I dunno how formula would help TBH, I'd just try it because it sounds horrendous and I'd give anything a go. (xposted and just saw your PP)

Also I suppose because it's unlikely but there's a slim possibility there might be ineffective milk transfer so he's really hungry all the time - but seems highly unlikely considering he's gaining weight.

BoobiesToTheRescue · 24/03/2019 09:02

I don't mind the FF suggestion. I just didn't know how it would help. I've never FF a child. I've also never had one with reflux this bad so it's new to me. But you're very defensive about the FF suggestion?

babyworry2018 you're us but 2 months in the future. I originally said that day time sleep is better but actually it isn't. It's exactly the same but I just don't stress out about it because I'm awake and not trying to sleep. He can sleep for 30 mins before waking, then I have to resettle him and this can take a while.

Did you feel like you had wasted the money on the sleep consultant? Because they didn't actually get the baby to sleep?

I'm on a very bland diet indeed, chicken and vegetables/fruit/salad.
No wheat, eggs soya, dairy etc

It's been like that for a while and I believe this has helped the allergy rash that he had. But doesn't seem to have helped his reflux as much as I thought.

OP posts:
Verynice · 24/03/2019 09:06

I really don't get it to be honest. A lot of things point to feeding issues/supply/latch/allergens in the milk.

I'm failing to understand why anyone wouldn't try an alternative form of feeding. If I had felt at any time that my feeding was in fact making my baby uncomfortable, I'd have switched to formula immediately. Or at least tried it out. Surely the point of feeding the baby is to nourish it and keep it happy and healthy. If it's crying, possibly in pain, dislikes feeding, well, for me it's a no-brainer.
Maybe other people who are strongly pro-breastfeeding feel differently, but I was never strongly that way inclined so I don't really understand where some of you are coming from.

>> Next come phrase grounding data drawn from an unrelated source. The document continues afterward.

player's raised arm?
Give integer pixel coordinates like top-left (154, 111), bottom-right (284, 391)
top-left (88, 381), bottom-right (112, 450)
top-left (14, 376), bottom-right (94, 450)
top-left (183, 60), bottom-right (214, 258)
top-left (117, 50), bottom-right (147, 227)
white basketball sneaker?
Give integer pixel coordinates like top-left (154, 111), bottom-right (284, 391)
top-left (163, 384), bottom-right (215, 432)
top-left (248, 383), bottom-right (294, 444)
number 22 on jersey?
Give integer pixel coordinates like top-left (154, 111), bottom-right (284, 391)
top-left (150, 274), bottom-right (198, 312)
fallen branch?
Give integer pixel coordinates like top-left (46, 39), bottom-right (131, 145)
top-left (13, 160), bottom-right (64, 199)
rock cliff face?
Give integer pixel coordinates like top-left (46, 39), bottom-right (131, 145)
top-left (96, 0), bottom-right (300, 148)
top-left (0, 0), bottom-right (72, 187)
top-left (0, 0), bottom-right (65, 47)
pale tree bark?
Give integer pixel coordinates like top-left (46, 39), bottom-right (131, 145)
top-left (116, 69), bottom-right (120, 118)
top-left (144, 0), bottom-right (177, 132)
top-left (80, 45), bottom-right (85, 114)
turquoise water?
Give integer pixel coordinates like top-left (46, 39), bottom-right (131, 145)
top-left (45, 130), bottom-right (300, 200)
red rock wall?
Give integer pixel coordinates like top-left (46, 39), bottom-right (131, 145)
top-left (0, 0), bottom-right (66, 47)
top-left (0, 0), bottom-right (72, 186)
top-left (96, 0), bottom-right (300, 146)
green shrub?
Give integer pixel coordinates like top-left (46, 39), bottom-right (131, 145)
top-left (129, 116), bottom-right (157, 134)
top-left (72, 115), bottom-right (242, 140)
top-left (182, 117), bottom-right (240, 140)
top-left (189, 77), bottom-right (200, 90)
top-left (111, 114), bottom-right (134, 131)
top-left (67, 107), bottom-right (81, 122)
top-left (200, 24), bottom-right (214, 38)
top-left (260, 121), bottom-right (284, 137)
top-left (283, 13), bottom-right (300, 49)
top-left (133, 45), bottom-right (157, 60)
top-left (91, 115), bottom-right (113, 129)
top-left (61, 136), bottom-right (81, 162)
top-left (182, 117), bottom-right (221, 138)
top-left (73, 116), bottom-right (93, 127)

BertieBotts · 24/03/2019 09:07

New research seems to suggest early waening (at 4 months rather than 3) is beneficial/protective in terms of allergies - surprised me as it was different with DS1, it was such a huge no no to give them the tiniest lick of anything before 6 months. But now at least in Germany and the US many doctors are strongly suggesting to start from 4 months especially family history allergens. My gut feeling is the UK recommendations stick at 6 months because the UK has such a strong culture of weaning before 4 months that to recommend 4 months would put many more babies at risk of parents saying "Oh well he's nearly 4 months" and giving in to their parents' generations' insistence the baby is "hungry", than it would hurt babies with high allergy risk to wait until 6 months rather than introducing earlier in a supervised/planned way.

foxfox · 24/03/2019 09:07

I've nothing to add with the allergies / reflux I'm afraid. Just in your OP you said when the movement of the buggy stops, he wakes up. Could you try this to keep that movement going and give you a tiny bit longer

Rockit portable baby rocker. Fits any stroller, pram, pushchair or buggy https://www.amazon.co.uk/dp/B076KP7HKW/ref=cmswwrcppapiii_IF0LCbVGD5KBP

I hope it gets better for you both soon!

sunday38 · 24/03/2019 09:08

I'd increase ranitadine to 1.5mls X3 per day if that is the correct maximum dosage for his weight. My HV was very helpful with calculating dosages etc. A change of 0.1ml made the difference between my DC's symptoms being under control or not! Might take a week or so to become effective but at least if it doesn't work then you know for sure to try something else.

Sounds like you have some other issues with possible allergies so l hope your appointment with paeds helps.